Oligomerization, diseases, and Folding@home

[Jesse_V]

I'm trying to understand what oligomerization is, its implications into disease, and how Folding@home is helping. I've heard that it creates a relatively ordered structure, in contrast to aggregation which is very disordered and thus difficult to experimentally examine. Oligomers apparently consist of a few monomer units, so its basically like a polymer except that there are very limited number of monomers. I think I have a very general understanding of protein misfolding and aggregation and their roles in diseases, but oligomerization is very new to me and I've heard very little about it. Can someone explain or refer me to a good explanation?

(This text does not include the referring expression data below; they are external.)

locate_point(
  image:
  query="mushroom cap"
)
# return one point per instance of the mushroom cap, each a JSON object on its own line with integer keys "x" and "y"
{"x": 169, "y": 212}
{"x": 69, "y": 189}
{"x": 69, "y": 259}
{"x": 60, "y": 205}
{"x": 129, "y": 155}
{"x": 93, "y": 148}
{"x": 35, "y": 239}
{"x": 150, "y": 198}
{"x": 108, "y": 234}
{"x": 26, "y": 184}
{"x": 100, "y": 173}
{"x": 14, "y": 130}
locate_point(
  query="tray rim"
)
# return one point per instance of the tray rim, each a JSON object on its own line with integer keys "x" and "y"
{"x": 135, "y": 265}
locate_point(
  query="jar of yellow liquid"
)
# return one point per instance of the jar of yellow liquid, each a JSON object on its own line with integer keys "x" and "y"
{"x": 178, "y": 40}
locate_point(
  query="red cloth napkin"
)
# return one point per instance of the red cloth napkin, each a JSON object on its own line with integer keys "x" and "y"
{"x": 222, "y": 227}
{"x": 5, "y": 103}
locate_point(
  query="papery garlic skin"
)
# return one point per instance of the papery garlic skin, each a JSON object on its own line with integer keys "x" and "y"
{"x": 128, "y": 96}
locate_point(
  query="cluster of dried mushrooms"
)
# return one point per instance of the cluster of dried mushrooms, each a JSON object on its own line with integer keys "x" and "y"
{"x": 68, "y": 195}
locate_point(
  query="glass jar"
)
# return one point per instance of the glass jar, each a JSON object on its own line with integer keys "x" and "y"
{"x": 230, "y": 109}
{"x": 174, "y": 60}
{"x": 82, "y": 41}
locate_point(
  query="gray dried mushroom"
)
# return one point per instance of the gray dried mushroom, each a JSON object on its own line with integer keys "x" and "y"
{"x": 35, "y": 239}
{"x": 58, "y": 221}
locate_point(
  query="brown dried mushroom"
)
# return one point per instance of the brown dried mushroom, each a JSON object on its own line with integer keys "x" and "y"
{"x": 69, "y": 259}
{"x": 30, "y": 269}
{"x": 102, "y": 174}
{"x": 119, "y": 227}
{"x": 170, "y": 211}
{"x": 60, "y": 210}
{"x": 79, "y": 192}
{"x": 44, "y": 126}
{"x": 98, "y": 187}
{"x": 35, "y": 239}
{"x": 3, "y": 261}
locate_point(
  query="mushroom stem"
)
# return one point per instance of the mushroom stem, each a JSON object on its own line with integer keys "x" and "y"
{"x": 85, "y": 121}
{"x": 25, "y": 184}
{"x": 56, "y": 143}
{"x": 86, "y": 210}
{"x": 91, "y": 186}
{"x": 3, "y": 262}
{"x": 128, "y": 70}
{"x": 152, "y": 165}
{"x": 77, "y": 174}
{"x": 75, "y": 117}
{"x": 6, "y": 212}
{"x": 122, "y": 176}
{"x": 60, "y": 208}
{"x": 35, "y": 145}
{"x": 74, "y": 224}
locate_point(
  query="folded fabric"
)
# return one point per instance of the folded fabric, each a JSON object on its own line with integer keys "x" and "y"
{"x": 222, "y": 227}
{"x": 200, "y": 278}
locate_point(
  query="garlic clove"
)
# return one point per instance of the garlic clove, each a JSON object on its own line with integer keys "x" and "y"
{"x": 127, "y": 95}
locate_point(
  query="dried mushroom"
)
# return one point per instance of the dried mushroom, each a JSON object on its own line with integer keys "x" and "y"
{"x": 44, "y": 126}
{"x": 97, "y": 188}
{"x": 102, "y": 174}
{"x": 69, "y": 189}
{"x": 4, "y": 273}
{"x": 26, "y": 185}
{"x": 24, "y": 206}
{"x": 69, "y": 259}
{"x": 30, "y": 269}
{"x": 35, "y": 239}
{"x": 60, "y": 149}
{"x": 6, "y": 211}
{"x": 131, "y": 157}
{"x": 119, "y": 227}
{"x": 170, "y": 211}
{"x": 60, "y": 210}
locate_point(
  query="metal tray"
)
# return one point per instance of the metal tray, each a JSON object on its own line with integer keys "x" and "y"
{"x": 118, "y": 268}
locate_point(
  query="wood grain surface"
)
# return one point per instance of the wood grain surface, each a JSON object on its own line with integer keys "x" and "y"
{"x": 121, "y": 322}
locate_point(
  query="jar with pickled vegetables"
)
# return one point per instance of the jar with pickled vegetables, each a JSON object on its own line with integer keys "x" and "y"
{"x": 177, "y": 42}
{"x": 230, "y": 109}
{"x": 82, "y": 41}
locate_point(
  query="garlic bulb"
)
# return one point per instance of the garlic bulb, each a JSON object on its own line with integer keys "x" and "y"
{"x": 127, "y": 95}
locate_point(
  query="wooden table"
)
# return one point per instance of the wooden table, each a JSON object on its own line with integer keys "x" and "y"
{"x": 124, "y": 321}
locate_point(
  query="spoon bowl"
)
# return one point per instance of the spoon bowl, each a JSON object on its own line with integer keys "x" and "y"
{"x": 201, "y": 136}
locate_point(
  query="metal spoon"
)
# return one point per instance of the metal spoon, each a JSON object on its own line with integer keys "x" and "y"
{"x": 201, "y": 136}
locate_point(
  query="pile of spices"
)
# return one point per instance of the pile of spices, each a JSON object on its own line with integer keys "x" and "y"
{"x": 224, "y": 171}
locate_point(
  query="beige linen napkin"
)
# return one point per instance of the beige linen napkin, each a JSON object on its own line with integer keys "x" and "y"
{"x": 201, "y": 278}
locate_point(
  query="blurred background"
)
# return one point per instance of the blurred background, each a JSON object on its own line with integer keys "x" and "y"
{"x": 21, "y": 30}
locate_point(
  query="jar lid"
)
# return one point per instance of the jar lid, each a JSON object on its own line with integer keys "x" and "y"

Folding@home seems to tackle biomedical molecular problems which are 1) have roles in diseases or would help with cures/drugs, 2) are experimentally difficult to study in detail, and 3) where straightforward simulations run into major difficulties when tackling it. I would assume oligomerization is the same way. I also know that amyloid beta oligomerization appears to be toxic, and together with aggregation causes Alzheimer's. Folding@home has also address p53 oligomerization as part of cancer research. I know that the Pande lab focuses primarily on science and not touring this forum, but I'm hoping that there's someone here who knows something about this process and who has the time to some information into the three aspects I have outlined above. I'm intent on learning about it, and I'm curious how its such a difficult thing to examine when its apparently much more orderly than aggregation. Can anyone explain please?
Thank you for your time.

[VijayPande]

Misfolding is often combined with oligomerization. That's the case in AD for example, where Aß peptides oligomerize and it's now believed by many (most?) researchers that it is the oligomeric (not fibril) forms are the true toxic element in AD.

[Jesse_V]

Misfolding is often combined with oligomerization. That's the case in AD for example, where Aß peptides oligomerize and it's now believed by many (most?) researchers that it is the oligomeric (not fibril) forms are the true toxic element in AD.

Ah thanks! I've heard about the connection with oligomerization and AD, interesting that the connection is so widely believed. Could you please elaborate a bit more on what exactly it is, its implications into disease, and why its so difficult to study? I've also heard about p53 oligomerization as well, and you guys produced a paper in 2004 which you've said was the first cancer-related publication from a DC project. I'm just new to it but I'd like to understand. I appreciate you taking the time to respond here already.